The other operational international airport is at Ciudad del Este – Guarani Airport, with 3,450 meters long, specialized in cargo transportation.
The other international airport, with 3,800 meters long, stays in Chaco’s major city Mariscal Estigarribia. This airport was built initially to be a military base during Stroessner government, and it was deactivated after 1989 re-democratization.
The main international airlines operating in Paraguay are American Airlines, COPA Airlines and TAM Airlines, which has its head office in Paraguay.

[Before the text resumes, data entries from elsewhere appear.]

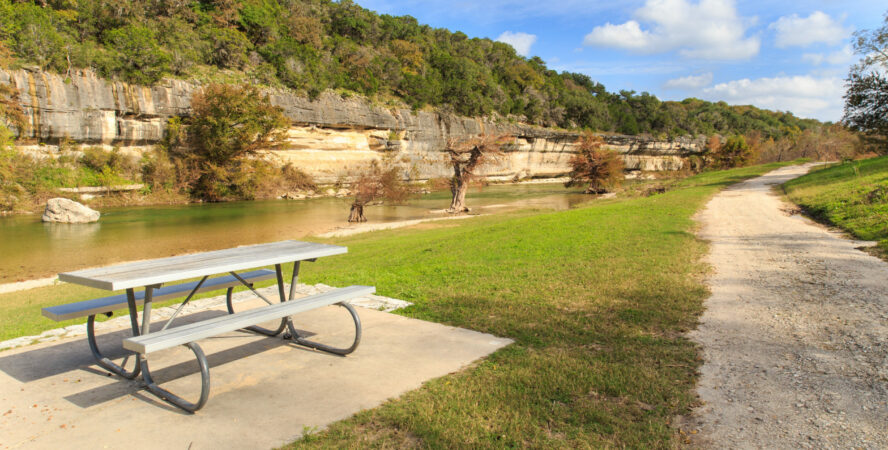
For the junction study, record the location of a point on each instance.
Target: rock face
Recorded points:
(331, 137)
(68, 211)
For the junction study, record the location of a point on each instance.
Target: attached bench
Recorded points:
(187, 335)
(107, 305)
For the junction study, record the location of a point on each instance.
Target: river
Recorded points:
(32, 249)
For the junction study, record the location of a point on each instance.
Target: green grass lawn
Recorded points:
(852, 196)
(597, 300)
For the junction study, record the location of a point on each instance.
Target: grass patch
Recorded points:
(597, 300)
(852, 196)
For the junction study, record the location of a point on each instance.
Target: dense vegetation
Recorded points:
(866, 100)
(852, 195)
(314, 45)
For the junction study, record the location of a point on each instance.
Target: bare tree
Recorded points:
(598, 168)
(377, 183)
(467, 156)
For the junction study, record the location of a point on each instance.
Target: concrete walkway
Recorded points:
(265, 392)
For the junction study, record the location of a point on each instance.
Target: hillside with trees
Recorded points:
(314, 45)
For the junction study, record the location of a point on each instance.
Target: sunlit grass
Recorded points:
(597, 300)
(852, 196)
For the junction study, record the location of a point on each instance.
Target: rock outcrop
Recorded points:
(331, 137)
(68, 211)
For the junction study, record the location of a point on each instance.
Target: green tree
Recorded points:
(735, 152)
(866, 100)
(142, 60)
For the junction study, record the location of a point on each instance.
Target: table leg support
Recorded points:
(103, 361)
(256, 329)
(326, 348)
(173, 398)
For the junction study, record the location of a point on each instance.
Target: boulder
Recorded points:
(68, 211)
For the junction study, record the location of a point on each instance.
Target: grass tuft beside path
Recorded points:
(597, 300)
(852, 196)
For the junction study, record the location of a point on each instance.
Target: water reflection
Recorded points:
(32, 249)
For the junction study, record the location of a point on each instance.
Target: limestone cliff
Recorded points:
(330, 138)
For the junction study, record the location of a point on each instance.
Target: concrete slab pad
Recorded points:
(265, 392)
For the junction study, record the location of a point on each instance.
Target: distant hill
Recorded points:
(314, 45)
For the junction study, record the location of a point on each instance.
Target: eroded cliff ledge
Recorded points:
(331, 137)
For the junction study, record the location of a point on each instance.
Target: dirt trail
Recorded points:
(795, 335)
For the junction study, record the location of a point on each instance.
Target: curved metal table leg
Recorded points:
(323, 347)
(256, 329)
(102, 360)
(173, 398)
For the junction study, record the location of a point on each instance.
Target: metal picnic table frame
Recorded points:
(153, 273)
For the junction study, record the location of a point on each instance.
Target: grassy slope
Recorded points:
(596, 299)
(852, 196)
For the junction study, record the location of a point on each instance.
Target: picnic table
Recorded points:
(154, 274)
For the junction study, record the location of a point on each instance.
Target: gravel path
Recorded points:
(795, 334)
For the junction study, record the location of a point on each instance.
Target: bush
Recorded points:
(735, 152)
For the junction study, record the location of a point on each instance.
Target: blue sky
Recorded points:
(782, 55)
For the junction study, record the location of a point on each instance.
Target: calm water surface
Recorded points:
(31, 249)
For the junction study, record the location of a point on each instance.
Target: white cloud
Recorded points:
(689, 82)
(628, 36)
(842, 57)
(805, 95)
(819, 27)
(709, 29)
(520, 41)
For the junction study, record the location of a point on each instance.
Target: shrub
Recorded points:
(735, 152)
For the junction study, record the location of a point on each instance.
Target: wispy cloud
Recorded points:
(689, 82)
(819, 27)
(497, 11)
(842, 57)
(520, 41)
(709, 30)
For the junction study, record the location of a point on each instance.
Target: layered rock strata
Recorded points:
(331, 137)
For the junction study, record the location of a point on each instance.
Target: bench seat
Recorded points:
(208, 328)
(116, 302)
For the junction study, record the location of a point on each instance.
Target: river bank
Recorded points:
(35, 250)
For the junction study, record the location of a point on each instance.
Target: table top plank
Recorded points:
(176, 268)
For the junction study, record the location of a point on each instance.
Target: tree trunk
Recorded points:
(357, 213)
(458, 202)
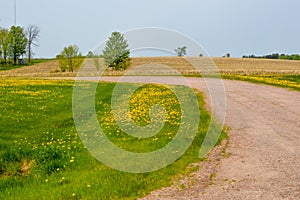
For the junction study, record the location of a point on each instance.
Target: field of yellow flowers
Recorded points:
(42, 156)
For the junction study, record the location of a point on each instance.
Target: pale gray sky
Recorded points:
(220, 26)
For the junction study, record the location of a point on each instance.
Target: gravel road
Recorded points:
(262, 160)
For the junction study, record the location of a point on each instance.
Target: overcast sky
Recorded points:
(235, 26)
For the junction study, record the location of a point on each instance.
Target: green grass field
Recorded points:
(33, 62)
(42, 157)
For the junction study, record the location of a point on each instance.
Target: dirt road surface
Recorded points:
(262, 160)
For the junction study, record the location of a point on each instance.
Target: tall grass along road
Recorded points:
(262, 160)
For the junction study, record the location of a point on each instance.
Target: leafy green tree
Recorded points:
(17, 43)
(4, 43)
(70, 58)
(116, 53)
(32, 33)
(181, 51)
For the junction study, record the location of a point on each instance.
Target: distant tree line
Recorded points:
(17, 42)
(276, 56)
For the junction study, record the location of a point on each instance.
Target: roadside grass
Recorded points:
(42, 157)
(33, 62)
(284, 81)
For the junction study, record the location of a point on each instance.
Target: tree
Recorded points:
(181, 51)
(4, 43)
(32, 33)
(90, 54)
(116, 53)
(70, 58)
(17, 42)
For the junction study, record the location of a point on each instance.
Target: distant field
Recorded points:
(42, 157)
(227, 66)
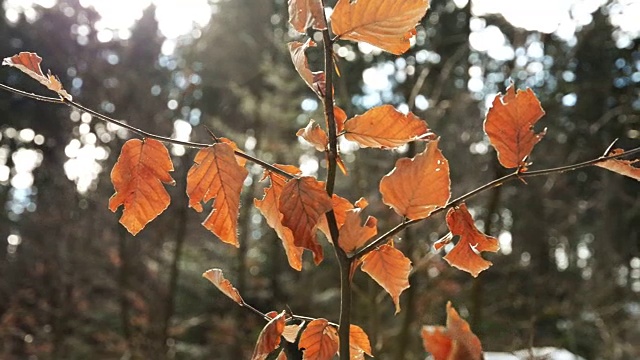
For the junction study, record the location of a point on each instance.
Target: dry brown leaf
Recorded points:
(390, 268)
(465, 255)
(217, 278)
(315, 80)
(269, 337)
(304, 14)
(137, 176)
(509, 126)
(217, 175)
(319, 340)
(302, 203)
(385, 127)
(269, 207)
(29, 63)
(623, 167)
(455, 342)
(418, 186)
(387, 24)
(314, 135)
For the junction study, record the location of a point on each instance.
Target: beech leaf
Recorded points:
(315, 80)
(217, 278)
(509, 126)
(623, 167)
(359, 343)
(217, 175)
(269, 207)
(418, 186)
(137, 176)
(314, 135)
(304, 14)
(390, 268)
(456, 341)
(385, 127)
(269, 337)
(387, 24)
(29, 63)
(465, 255)
(319, 340)
(302, 203)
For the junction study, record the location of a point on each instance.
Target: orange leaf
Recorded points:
(217, 278)
(387, 24)
(319, 340)
(142, 167)
(509, 125)
(304, 14)
(385, 127)
(340, 208)
(340, 116)
(269, 337)
(465, 255)
(216, 174)
(268, 206)
(455, 342)
(29, 63)
(390, 268)
(352, 234)
(315, 135)
(623, 167)
(302, 203)
(418, 186)
(359, 343)
(315, 80)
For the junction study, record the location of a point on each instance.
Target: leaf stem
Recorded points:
(140, 132)
(490, 185)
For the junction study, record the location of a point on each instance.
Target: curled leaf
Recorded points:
(217, 278)
(509, 126)
(390, 268)
(465, 255)
(385, 127)
(137, 176)
(387, 24)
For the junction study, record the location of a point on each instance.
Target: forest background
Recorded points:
(75, 285)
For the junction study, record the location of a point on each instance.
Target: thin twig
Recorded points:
(495, 183)
(138, 131)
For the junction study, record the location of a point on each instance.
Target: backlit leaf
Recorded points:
(385, 127)
(269, 207)
(454, 342)
(465, 255)
(509, 126)
(302, 203)
(352, 234)
(269, 337)
(217, 175)
(137, 176)
(314, 135)
(319, 340)
(623, 167)
(390, 268)
(29, 63)
(387, 24)
(315, 80)
(217, 278)
(418, 186)
(359, 343)
(304, 14)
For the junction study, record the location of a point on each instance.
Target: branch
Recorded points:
(490, 185)
(140, 132)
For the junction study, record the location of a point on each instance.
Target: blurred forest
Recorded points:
(75, 285)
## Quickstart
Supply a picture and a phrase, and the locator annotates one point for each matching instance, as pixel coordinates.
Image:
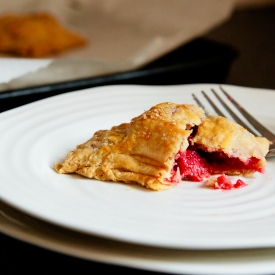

There were eight international airlines operating in Paraguay by December 2012.
Despite the fact Paraguay was the second country in South America counting a railroad line, starting to operate in 1853, actually the national railroad is completely deactivated.
South Korean KOICA and private investors are finishing viability studies to build a production railroad uniting Paraguay’s main production areas to Pacific ports in Chile, through 800 km of railroad.
And there is a viability study made by local and Austrian investors to reactivate the passengers and cargo railroad from Asunción to Encarnación, in the border with Argentina.